AI Frontier Lectures
AI Frontier Lectures
AI Frontier Lectures
Can Multimodal LLMs Truly Understand Human Emotions? Introducing the MME-Emotion Benchmark

Background

Multimodal large language models (MLLMs) have progressed from image understanding to video analysis and speech dialogue, but it remains unclear whether they can truly comprehend human emotions. Emotions are expressed through facial expressions, vocal tone, and linguistic cues, requiring simultaneous processing of visual, auditory, and textual signals.

MME‑Emotion Benchmark

The Chinese University of Hong Kong and Alibaba Tongyi Lab introduced MME‑Emotion , a comprehensive evaluation benchmark (accepted at ICLR 2026) for emotional intelligence in multimodal LLMs.

~6,500 video clips with question‑answer pairs.

27 real‑world scenarios.

Eight emotion‑related tasks: lab‑environment recognition, real‑scene recognition, noisy‑condition recognition, fine‑grained recognition, multi‑label recognition, sentiment analysis, fine‑grained sentiment analysis, and intent recognition.

Resources:

Project homepage: https://mme-emotion.github.io Code repository: https://github.com/FunAudioLLM/MME-Emotion Dataset:

https://huggingface.co/datasets/Karl28/MME-Emotion
MME-Emotion overview
MME-Emotion overview

Evaluation Metrics

Recognition Score : accuracy of emotion label prediction.

Reasoning Score : quality of the model’s inferred reasoning steps.

Chain‑of‑Thought Score : combined measure of recognition and reasoning.

Automated Multi‑Agent Evaluation Pipeline

The pipeline automatically collects model responses, extracts reasoning steps, and integrates video frame and audio cues to compute the three scores, greatly reducing manual annotation. Human expert evaluation on a subset showed high agreement with the automated scores.

Evaluation pipeline
Evaluation pipeline

Experimental Findings

Twenty state‑of‑the‑art multimodal models (including GPT‑4o, Gemini series, and Qwen series) were evaluated. The best model achieved a recognition score below 40 % and a chain‑of‑thought score around 56 %, indicating substantial room for improvement.

Insufficient fine‑grained visual understanding : models often confuse similar emotions such as fear and surprise due to limited perception of subtle facial cues.

Limited multimodal fusion : performance drops when visual and auditory information must be combined, revealing challenges in handling combined emotional signals.

Correlation between reasoning and recognition : models that provide more complete reasoning tend to achieve higher overall emotional‑intelligence scores, suggesting that stronger reasoning mechanisms could boost emotion understanding.

Model performance
Model performance

Analysis of Model Limitations

Fine‑grained visual perception : difficulty distinguishing subtle facial expressions (e.g., fear vs. surprise).

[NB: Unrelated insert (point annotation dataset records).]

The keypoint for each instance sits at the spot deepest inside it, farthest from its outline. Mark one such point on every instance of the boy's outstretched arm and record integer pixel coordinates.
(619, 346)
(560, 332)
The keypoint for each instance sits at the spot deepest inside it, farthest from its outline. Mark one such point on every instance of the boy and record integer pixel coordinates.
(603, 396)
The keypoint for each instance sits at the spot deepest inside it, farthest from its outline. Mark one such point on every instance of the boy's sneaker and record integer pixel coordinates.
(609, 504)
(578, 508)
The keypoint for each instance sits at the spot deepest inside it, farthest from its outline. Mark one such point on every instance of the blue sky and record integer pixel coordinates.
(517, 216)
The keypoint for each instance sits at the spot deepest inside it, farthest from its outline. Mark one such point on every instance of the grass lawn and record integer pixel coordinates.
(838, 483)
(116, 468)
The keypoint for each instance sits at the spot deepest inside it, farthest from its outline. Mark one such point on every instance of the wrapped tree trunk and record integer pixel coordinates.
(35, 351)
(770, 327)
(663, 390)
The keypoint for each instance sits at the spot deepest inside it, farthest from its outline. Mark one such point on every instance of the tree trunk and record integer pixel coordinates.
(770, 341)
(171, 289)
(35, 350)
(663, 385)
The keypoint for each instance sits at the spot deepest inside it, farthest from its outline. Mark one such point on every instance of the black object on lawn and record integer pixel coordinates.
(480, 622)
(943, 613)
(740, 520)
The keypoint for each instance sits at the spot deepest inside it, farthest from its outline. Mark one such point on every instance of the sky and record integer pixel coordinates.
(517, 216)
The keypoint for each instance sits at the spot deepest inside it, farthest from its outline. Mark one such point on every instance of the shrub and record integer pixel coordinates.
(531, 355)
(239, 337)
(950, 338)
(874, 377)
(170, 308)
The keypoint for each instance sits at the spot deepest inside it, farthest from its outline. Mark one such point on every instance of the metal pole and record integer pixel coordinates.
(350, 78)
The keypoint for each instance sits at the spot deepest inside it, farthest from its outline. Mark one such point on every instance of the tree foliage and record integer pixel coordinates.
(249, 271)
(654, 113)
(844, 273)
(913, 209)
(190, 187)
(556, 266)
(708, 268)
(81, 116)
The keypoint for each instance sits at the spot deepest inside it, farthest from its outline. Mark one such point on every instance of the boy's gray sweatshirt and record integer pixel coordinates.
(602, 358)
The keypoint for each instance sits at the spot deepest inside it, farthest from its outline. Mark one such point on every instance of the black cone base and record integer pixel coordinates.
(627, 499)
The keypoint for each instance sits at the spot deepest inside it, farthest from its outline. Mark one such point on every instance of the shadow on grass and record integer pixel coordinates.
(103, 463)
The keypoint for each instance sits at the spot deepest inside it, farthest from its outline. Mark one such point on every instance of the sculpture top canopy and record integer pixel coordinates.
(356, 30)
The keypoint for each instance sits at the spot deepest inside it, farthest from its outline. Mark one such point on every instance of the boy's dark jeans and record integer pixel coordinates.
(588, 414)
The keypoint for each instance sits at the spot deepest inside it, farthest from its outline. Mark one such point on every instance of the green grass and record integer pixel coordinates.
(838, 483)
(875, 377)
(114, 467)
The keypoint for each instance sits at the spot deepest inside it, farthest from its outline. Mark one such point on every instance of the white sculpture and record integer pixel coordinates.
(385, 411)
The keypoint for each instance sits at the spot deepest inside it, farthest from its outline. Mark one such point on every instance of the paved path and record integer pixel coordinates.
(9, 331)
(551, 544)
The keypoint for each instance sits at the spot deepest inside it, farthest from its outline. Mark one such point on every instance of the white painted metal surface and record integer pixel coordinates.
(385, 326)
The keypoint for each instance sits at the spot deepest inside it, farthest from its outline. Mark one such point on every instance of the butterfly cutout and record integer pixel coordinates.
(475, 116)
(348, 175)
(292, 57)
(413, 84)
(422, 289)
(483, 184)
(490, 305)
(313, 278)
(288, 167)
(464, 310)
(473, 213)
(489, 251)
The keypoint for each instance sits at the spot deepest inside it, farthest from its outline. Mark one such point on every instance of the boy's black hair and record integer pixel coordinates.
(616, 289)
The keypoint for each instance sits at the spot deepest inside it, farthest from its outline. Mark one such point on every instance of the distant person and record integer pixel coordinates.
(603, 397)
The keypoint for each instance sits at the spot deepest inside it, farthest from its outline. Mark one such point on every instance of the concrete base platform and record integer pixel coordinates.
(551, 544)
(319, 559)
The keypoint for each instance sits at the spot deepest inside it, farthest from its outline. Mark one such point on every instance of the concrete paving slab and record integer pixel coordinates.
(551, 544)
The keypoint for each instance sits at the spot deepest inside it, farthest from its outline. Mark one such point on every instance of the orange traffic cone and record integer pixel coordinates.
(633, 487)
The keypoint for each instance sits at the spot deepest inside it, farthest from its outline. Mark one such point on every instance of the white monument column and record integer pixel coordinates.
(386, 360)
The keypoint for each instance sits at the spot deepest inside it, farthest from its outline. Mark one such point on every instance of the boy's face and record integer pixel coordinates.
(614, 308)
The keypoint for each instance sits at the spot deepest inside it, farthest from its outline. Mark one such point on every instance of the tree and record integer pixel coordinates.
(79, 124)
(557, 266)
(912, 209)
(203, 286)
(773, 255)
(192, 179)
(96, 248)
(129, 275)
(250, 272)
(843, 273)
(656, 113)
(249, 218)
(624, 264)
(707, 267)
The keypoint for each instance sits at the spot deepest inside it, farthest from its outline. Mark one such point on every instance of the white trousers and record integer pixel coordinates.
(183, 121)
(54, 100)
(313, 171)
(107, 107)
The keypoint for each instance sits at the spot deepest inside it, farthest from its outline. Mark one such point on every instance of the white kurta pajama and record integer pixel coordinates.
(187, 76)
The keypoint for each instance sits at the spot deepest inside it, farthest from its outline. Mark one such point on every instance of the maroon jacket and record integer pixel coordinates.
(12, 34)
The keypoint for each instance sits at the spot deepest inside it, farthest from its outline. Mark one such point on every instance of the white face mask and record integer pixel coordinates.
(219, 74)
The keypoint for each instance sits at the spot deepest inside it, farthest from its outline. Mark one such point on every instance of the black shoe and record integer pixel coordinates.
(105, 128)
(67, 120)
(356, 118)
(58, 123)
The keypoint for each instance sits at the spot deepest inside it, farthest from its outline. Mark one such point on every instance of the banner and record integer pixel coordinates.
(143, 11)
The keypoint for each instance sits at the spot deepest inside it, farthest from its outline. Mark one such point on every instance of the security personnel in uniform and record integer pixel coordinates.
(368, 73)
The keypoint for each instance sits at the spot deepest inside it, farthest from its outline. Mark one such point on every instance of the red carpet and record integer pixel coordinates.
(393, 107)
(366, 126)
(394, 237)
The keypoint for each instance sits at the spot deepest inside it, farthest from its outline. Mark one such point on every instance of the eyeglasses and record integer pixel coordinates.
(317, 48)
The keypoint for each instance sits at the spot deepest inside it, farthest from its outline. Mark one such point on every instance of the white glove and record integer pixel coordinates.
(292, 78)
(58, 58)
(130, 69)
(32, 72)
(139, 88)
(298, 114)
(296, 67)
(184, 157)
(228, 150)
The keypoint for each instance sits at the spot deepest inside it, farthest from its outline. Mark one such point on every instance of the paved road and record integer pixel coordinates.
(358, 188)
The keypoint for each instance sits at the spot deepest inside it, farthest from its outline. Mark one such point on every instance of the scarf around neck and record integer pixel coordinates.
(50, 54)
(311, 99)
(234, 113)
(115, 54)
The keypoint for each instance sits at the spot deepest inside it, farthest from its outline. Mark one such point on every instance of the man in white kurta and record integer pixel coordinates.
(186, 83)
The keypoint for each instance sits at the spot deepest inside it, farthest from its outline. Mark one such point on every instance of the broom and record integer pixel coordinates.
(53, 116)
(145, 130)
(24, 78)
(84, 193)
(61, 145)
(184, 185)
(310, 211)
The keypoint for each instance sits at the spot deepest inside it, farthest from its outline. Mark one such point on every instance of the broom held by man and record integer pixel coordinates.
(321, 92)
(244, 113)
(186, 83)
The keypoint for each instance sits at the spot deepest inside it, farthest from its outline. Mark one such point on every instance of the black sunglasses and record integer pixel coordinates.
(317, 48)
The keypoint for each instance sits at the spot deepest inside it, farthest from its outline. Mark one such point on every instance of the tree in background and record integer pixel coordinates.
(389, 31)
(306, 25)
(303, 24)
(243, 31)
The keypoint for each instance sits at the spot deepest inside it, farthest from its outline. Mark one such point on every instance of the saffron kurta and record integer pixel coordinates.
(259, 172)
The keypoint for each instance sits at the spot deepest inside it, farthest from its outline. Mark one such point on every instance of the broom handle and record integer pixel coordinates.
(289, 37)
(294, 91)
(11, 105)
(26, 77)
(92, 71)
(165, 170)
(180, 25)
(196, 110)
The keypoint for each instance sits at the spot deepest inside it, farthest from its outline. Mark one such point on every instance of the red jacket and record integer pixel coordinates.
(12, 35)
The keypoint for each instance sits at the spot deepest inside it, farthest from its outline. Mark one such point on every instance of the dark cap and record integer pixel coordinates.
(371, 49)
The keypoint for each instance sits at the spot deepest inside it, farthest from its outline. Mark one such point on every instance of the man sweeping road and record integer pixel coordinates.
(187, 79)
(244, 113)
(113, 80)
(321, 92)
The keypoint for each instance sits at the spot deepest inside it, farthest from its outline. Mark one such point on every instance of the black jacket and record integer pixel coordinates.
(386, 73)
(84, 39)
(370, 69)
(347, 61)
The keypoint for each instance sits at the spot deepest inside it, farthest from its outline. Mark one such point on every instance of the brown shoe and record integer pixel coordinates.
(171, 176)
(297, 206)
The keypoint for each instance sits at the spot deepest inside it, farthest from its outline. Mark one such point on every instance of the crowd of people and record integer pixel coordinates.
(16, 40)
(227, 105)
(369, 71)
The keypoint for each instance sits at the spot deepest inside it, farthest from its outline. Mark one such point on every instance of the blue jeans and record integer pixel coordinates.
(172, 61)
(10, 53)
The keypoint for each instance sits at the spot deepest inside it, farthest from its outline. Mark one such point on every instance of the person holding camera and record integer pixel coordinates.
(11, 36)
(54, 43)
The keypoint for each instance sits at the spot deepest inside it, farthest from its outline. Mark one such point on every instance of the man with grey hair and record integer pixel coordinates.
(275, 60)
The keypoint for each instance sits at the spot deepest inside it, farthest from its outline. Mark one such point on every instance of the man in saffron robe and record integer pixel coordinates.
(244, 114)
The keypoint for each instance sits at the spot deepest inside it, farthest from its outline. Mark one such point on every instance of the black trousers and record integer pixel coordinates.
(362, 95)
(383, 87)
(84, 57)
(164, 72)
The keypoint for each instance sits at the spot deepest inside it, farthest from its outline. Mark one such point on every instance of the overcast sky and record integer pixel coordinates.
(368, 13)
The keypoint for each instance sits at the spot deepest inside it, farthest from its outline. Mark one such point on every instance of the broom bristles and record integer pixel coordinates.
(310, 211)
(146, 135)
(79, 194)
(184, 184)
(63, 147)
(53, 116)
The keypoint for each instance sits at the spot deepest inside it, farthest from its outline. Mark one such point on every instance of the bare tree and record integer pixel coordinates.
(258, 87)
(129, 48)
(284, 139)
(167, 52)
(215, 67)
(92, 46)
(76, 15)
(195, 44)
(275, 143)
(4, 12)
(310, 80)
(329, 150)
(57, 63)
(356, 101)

Audio‑visual fusion : models perform well with single modalities but degrade when both visual and auditory cues are required.

Reasoning capability : richer reasoning correlates with higher emotional‑intelligence scores, indicating that improving reasoning may raise overall performance.

Future Research Directions

Higher‑precision visual detail modeling.

More effective audio‑visual fusion techniques.

Reasoning mechanisms that can explicitly explain the causes of emotions.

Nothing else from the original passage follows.